This is a proof-of-concept, showing that transactions in a specific token for a given time period can be represented as directed, weighted knowledge graph, from which features are derived for each address.

In this example, I use all transactions relating to the pudgy penguins token for the month of August 2021.

Structure of transaction-based graphs

The "from_address" and "to_address" fields represent the source and target nodes, respectively. The "tx_no" (number of transactions between two addresses) becomes the link weight.

In a directed graph, in-degree refers to the number of links that point inward at a node. Out-degree describes the number of links that originate at a node and point outward to other nodes.

Graph-based features

From a graph, centrality measures can be extracted for each node (i.e. address), for a specific time period.
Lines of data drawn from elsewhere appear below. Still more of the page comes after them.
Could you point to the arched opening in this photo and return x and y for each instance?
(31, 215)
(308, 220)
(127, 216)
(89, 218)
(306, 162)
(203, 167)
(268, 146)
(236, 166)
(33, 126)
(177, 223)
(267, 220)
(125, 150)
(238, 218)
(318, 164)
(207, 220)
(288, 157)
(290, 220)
Doing so for successive time periods creates an index of features for each address that is active in a specific token.

Node centrality

For each node, I compute the eigenvector centrality, which measures the centrality of a node based on the centrality of its neighbors (i.e. address connectivity), also taking into account the connection strength between nodes (here: no of transactions, i.e. activity level).

In a directed graph, eigenvector centralities for in- and out-degrees contain information about the behavior of each address. For example, for a given address (i.e. node), the out-degree eigenvector centrality score and its evolution over time conveys information about its selling behavior. Similarly, the in-degree eigenvector centrality score conveys information about the address' purchasing behavior.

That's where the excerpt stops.